Des polymères qui miment la peau des caméléons

© Creative Commons, Jean-Louis Vandevivère

Des chercheurs du CNRS, de l’Université de Haute-Alsace, de l’ESRF et des universités américaines de Caroline du Nord et d’Akron ont synthétisé un polymère qui se comporte comme les tissus biologiques sur le plan mécanique, et possède les mêmes propriétés optiques que la peau des caméléons. Ce matériau biocompatible pourrait ouvrir la voie à une nouvelle génération d’implants médicaux. 

De nombreux tissus biologiques dont la peau, la paroi intestinale et le muscle cardiaque ont la particularité d’être souples lorsqu’ils ne sont soumis à aucune contrainte mécanique. Et lorsqu’ils sont étirés, ils se rigidifient pour empêcher les déchirures. Ces propriétés sont difficiles à reproduire avec des matériaux synthétiques. Parmi les systèmes souples développés jusqu’à présent, les hydrogels possèdent un fort pouvoir absorbant. Ils sont capables de gonfler significativement en présence d’eau.

Néanmoins, ces matériaux ne sont pas adaptés à des applications biomédicales car ils sont fragiles et sensibles à l’air. En quête d’un matériau souple stable dans les fluides biologiques, des chercheurs du CNRS, de l’Université de Haute-Alsace, de l’ESRF et des universités américaines de Caroline du Nord et d’Akron, se sont tournés vers la physique des polymères.   

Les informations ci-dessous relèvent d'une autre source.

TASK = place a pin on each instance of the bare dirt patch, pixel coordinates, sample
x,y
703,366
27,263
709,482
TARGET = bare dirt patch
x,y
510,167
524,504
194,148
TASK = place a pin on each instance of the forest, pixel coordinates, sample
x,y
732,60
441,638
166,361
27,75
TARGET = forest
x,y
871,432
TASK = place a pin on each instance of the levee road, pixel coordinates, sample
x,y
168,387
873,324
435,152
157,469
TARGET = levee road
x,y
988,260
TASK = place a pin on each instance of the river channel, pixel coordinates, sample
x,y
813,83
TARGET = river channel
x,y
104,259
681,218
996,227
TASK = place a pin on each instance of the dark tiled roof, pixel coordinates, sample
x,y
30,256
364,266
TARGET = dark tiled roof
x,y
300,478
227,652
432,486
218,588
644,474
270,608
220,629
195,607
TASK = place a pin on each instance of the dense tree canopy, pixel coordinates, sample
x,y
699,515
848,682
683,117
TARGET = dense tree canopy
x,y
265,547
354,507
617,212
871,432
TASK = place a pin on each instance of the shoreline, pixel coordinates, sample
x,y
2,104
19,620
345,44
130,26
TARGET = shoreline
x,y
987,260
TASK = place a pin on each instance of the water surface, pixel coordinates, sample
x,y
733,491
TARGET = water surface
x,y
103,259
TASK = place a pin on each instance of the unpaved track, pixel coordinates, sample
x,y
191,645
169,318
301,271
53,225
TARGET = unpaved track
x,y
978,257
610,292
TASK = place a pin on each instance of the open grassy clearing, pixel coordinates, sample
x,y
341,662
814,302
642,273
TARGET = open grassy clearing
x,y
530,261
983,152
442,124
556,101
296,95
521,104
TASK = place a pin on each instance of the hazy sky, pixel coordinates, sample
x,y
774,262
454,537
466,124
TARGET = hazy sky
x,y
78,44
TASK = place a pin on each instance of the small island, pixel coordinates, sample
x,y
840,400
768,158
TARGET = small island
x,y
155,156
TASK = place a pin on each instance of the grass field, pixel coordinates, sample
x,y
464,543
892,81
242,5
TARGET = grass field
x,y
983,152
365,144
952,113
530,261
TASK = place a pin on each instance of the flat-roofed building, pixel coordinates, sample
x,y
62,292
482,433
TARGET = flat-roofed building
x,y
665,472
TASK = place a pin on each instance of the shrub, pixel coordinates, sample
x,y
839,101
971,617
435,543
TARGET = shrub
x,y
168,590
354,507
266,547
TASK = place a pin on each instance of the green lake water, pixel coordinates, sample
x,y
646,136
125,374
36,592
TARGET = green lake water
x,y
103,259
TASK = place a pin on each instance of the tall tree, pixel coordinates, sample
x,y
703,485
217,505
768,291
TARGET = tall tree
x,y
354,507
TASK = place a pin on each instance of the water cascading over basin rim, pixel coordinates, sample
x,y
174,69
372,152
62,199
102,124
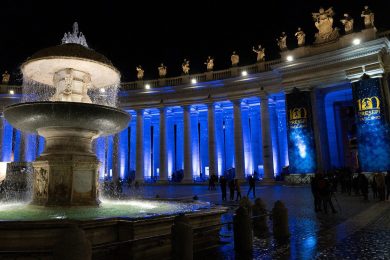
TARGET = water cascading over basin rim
x,y
31,116
42,65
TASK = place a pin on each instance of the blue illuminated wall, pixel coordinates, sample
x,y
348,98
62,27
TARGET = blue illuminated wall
x,y
331,99
372,126
301,153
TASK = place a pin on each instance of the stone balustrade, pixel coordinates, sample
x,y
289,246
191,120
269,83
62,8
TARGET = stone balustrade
x,y
207,76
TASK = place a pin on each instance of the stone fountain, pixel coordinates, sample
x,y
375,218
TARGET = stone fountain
x,y
66,173
69,99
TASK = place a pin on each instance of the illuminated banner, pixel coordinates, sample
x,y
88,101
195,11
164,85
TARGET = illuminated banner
x,y
301,151
372,128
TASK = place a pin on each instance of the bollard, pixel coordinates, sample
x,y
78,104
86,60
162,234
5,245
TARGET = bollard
x,y
280,221
182,238
72,245
246,204
243,237
259,211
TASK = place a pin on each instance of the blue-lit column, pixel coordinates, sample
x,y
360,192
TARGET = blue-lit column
x,y
319,127
373,134
115,158
2,125
139,157
22,150
238,141
266,140
187,145
213,167
301,145
163,174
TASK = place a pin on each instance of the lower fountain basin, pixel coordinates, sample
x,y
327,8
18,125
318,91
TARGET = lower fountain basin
x,y
31,116
147,234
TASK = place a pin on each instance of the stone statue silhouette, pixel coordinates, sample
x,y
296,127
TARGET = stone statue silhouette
x,y
347,21
300,37
6,77
368,16
260,53
186,67
209,63
235,59
140,72
324,23
282,42
162,70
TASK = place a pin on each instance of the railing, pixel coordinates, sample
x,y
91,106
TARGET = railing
x,y
384,34
207,76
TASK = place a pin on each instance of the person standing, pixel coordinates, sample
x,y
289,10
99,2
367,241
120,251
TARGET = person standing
x,y
222,183
252,186
315,192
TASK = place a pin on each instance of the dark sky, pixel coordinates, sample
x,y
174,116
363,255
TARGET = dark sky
x,y
150,32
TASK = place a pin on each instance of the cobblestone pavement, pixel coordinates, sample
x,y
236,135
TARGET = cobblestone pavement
x,y
360,229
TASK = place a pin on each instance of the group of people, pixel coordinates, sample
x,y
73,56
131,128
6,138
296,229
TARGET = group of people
x,y
233,185
323,187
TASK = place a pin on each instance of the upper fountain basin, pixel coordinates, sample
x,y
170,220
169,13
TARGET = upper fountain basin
x,y
42,65
29,117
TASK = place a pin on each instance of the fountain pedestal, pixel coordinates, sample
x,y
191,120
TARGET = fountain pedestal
x,y
67,171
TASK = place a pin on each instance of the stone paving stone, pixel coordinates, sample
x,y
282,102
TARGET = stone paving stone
x,y
311,233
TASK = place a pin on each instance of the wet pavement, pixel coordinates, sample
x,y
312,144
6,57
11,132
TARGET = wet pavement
x,y
359,230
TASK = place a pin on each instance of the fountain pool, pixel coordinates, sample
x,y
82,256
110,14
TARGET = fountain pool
x,y
125,209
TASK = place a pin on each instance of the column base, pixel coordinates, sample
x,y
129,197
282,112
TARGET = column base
x,y
187,181
162,182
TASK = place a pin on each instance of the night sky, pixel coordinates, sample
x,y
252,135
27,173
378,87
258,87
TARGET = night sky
x,y
148,33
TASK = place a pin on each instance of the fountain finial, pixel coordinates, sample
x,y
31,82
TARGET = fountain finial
x,y
75,37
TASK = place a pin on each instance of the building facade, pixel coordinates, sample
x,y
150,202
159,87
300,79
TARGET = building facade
x,y
319,107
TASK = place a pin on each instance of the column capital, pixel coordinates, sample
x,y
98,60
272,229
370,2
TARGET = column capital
x,y
210,105
186,107
236,101
139,112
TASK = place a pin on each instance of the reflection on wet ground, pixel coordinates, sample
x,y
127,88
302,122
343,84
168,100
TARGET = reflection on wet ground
x,y
360,229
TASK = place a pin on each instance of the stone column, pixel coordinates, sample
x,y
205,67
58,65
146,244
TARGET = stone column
x,y
187,145
386,92
139,156
115,158
238,142
213,167
22,150
319,127
163,146
266,138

Une architecture en forme de « brosse » 

Pour obtenir un matériau souple les scientifiques doivent diminuer son module élastique, le paramètre qui caractérise la raideur du matériau. Impossible sans solvant pour les chaînes de polymères conventionnelles comme le polyéthylène. Alors les chercheurs ont façonné une matrice avec une structure chimique particulière. La partie centrale est composée d’un polymère linéaire à base d’acrylates sur lequel viennent se greffer des chaînes d’un polymère siliconé, le polydimethylsiloxane. « L’ensemble possède une architecture en forme de « brosse » qui permet d’avoir un squelette rigide en limitant l’enchevêtrement entre les chaînes, et donc en conservant une certaine souplesse », précise Dimitri Ivanov qui a participé aux travaux.

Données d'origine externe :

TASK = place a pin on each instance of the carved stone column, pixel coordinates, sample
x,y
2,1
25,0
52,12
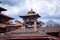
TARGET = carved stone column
x,y
35,26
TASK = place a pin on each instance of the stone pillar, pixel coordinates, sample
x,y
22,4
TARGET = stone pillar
x,y
50,38
59,34
23,27
35,26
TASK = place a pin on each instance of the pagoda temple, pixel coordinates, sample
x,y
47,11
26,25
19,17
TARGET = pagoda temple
x,y
30,20
29,29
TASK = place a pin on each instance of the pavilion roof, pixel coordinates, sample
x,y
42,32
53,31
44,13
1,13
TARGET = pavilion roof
x,y
5,16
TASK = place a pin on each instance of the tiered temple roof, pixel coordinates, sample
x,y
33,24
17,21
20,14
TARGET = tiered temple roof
x,y
30,13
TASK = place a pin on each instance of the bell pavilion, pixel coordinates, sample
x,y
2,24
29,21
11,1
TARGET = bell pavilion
x,y
30,20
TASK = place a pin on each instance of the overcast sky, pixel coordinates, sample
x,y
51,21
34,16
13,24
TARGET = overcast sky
x,y
47,9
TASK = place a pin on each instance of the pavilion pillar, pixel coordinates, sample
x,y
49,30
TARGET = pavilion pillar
x,y
23,27
35,26
50,38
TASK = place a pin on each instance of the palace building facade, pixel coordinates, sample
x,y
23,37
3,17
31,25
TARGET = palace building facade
x,y
30,29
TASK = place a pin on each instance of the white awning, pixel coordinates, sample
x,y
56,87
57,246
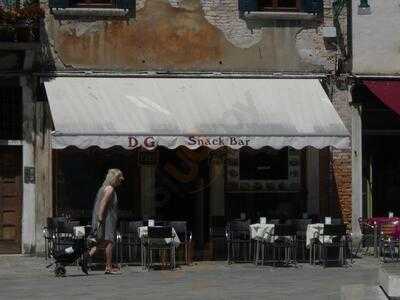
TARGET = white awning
x,y
193,112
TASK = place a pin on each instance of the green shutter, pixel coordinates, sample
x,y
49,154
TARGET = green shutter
x,y
58,3
247,6
313,6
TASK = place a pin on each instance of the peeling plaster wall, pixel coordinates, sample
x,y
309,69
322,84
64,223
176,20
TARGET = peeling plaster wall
x,y
376,38
186,35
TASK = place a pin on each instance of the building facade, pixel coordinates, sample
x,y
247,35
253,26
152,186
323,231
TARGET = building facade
x,y
375,109
266,40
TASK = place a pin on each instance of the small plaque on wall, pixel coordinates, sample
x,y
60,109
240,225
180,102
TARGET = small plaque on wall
x,y
29,175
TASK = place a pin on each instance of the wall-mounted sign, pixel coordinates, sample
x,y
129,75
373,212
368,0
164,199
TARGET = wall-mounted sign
x,y
29,175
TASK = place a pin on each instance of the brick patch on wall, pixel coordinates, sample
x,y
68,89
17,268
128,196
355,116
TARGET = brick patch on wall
x,y
340,193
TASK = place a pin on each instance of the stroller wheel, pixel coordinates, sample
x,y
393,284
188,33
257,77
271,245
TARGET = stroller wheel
x,y
60,271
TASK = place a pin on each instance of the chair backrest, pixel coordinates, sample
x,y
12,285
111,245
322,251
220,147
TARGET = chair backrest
x,y
285,230
388,229
160,232
217,226
180,229
334,230
336,221
301,224
134,225
365,226
53,224
68,227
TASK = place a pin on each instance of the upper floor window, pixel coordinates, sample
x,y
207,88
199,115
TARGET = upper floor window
x,y
92,3
276,7
281,5
96,8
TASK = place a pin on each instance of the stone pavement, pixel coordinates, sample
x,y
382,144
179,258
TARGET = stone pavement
x,y
27,278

A chaque extrémité, les scientifiques ont ajouté des polymères linéaires. A température ambiante, ces blocs terminaux s’auto-assemblent en sphères nanométriques qui constituent les nœuds physiques d’un réseau supramoléculaire. Sur le plan optique, ces sphères se comportent comme un réseau de diffraction pour la lumière : le matériau prend une couleur qui dépend de la distance entre deux nœuds. La nature élastique des « brosses » permet de faire varier ces distances : le matériau peut donc changer de couleur sous l’effet d’une contrainte mécanique. « Comme dans la peau d’un caméléon, la couleur a une origine physique : elle est due à la structure du matériau », précise le chercheur. 

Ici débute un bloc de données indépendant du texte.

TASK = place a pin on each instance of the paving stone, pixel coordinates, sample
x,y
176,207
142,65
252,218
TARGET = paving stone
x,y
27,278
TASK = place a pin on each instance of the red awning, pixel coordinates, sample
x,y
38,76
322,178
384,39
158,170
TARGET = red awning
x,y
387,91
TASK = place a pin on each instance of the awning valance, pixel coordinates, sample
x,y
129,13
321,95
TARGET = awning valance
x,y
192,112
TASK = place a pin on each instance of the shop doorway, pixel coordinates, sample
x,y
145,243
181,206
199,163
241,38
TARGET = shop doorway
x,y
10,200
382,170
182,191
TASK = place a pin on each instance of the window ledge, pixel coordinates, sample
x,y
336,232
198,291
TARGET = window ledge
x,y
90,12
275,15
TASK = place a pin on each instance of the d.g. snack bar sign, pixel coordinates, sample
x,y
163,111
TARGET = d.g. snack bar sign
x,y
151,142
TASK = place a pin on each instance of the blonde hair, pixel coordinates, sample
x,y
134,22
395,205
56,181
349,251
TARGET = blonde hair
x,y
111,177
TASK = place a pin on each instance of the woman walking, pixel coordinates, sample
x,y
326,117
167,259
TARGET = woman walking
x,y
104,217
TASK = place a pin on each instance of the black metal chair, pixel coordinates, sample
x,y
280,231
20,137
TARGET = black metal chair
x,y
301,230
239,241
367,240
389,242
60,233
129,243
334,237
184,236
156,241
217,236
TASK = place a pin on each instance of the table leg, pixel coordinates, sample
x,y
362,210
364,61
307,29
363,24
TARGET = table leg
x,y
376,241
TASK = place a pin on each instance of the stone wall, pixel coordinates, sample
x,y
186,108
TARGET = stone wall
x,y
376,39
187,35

Un réseau de diffraction pour la lumière 

En choisissant le degré de polymérisation du bloc principal, la densité de greffage et la longueur des chaînes latérales ou encore la longueur des blocs terminaux, il est possible de modifier les propriétés mécaniques de la structure. « Nous sommes parvenus à obtenir un profil de déformation identique à celui des tissus biologiques : ce système tribloc permet de jouer sur les paramètres mécaniques de façon très précise », remarque le scientifique. Ce polymère biocompatible pourrait être utilisé pour fabriquer des implants médicaux dont les matériaux doivent avoir des propriétés similaires aux tissues biologiques environnants pour limiter les réponses inflammatoires. Et pourquoi ne pas envisager des matériaux aux profils de déformation complètement inédits.